AI chatbots and search are now woven into the very fiber of real-world crisis events, as users turn to them for fact-checking in real time. Rubinson said almost all of the X messages analyzed by NewsGuard included the same response: “@Grok, is this true?

But AI assistants and platform chatbots, including X’s Grok, are notoriously unreliable for disseminating and verifying the latest news. They are also inconsistent in enforcing their own platforms. moderation policies. The BBC discovered that Grok had mistakenly verified recent AI-generated images depicting Iranian military movements, for example.

According to a second report by NewsGuard published on March 3, Google’s AI-powered search summaries repeated misleading claims about the US-Iran conflict when asked to perform reverse image searches. For example, NewsGuard researchers uploaded an image of a video shared online purporting to show the destruction of a CIA outpost in Dubai. Google’s AI summary fact-checked the story, writing: “The image shows a fire in a high-rise residential building in Dubai, United Arab Emirates, believed to have occurred on March 1, 2026, following regional tensions.” …Conflicting reports have emerged regarding the cause, with some sources mentioning a drone strike and others referring to the building as a specific intelligence center.
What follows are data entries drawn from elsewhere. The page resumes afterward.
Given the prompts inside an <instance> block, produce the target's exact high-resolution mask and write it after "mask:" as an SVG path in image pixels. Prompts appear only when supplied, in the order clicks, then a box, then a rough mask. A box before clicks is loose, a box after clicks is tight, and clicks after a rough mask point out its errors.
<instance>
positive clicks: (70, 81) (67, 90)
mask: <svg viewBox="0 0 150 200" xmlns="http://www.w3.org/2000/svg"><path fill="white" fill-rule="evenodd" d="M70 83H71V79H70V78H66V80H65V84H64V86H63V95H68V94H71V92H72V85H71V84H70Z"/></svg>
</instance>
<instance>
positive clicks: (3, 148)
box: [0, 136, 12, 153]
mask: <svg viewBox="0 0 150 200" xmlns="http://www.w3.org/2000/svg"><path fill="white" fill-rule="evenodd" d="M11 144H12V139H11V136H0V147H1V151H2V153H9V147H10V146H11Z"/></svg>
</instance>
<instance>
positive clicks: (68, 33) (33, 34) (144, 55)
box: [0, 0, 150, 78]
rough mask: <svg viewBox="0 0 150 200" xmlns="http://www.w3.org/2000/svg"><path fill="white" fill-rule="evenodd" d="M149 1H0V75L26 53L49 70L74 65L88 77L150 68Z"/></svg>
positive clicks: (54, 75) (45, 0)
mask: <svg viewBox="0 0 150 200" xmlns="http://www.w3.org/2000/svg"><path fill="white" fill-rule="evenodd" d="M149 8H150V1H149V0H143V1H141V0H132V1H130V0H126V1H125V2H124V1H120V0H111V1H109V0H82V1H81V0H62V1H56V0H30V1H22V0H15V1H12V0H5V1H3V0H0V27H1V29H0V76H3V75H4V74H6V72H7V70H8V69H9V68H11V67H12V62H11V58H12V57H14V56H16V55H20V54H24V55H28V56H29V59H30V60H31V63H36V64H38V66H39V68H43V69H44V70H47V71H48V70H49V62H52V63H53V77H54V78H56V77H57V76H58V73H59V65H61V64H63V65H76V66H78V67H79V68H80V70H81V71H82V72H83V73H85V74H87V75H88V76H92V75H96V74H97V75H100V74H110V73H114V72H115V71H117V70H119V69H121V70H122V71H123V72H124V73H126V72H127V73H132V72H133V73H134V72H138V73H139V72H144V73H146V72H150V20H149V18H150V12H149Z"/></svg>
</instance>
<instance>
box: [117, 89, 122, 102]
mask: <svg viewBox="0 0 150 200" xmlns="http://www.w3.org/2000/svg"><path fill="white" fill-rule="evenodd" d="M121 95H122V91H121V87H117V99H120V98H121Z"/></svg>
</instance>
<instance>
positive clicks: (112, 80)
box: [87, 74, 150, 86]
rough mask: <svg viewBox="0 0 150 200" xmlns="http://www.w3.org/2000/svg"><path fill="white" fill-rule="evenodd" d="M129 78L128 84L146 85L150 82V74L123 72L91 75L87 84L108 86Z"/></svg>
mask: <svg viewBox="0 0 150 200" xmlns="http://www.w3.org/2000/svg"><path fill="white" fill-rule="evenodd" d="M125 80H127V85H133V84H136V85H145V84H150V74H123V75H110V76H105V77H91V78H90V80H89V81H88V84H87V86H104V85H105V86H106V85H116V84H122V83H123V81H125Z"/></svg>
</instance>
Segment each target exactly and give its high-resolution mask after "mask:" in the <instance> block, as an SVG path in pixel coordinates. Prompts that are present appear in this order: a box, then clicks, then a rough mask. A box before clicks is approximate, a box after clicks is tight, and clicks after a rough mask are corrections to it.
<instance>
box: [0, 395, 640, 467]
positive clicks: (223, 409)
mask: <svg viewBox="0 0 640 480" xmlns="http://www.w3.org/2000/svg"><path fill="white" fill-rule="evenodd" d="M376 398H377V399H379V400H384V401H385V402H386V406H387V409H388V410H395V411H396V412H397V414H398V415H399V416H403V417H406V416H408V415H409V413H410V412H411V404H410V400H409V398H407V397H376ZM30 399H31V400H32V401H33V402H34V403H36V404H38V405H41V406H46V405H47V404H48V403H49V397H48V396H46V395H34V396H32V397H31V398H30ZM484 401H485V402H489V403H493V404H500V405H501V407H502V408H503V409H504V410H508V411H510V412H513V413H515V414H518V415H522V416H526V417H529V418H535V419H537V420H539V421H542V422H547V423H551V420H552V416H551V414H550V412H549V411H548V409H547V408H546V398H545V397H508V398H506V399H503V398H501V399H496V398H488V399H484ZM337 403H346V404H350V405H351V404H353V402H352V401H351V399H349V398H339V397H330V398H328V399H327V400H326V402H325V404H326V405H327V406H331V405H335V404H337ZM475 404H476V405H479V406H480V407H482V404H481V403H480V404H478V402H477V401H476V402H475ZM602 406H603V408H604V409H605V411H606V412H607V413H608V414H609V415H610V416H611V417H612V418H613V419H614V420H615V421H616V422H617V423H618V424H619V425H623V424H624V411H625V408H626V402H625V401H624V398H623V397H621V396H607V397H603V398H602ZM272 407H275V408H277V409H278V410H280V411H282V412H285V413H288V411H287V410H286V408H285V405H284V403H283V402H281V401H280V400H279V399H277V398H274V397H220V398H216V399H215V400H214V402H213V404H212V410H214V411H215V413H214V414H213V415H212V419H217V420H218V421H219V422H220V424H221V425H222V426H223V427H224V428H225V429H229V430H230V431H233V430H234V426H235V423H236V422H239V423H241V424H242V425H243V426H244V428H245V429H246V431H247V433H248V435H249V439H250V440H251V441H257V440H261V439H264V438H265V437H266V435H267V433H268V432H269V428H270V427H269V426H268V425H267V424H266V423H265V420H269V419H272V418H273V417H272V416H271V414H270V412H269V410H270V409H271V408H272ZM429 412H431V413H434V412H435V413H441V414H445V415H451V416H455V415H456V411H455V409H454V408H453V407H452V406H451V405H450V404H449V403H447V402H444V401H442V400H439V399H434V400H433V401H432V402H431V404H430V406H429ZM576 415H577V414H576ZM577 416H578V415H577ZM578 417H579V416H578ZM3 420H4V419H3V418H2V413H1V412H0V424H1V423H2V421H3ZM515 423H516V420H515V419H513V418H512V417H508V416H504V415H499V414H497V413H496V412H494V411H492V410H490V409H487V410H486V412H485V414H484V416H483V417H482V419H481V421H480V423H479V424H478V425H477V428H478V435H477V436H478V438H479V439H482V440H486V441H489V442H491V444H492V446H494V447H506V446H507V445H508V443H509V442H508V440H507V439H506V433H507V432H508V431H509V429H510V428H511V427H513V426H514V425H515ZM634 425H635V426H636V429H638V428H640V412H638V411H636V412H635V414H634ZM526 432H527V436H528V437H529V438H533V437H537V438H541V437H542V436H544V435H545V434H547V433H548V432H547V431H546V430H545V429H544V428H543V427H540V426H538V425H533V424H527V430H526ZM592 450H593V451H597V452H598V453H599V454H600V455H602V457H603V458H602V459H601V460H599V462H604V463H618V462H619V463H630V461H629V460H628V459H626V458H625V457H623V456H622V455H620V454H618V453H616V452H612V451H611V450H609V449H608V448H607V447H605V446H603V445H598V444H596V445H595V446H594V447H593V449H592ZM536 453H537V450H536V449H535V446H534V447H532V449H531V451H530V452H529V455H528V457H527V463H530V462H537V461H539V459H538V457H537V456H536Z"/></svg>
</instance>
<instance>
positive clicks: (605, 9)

The video actually shows a residential fire that occurred in 2015 in the city of Sharjah.

Security experts have sounded the alarm on such “AI Information Threats“, including AI tools used to generate and amplify misleading content. A report from the United Kingdom Center for Emerging Technologies and Security suggests that the deterioration of the information environment can pose existential threats to public safety, national security, and democracy without direct intervention.

Meanwhile, civilians and journalists on the ground in Iran are battling a almost total internet outagefollowing a massive push by the Trump administration and ally Elon Musk to provide Starlink internet connections to people on the ground. Bad actors, on the other hand, are always find your way through the block and come back to sites like X.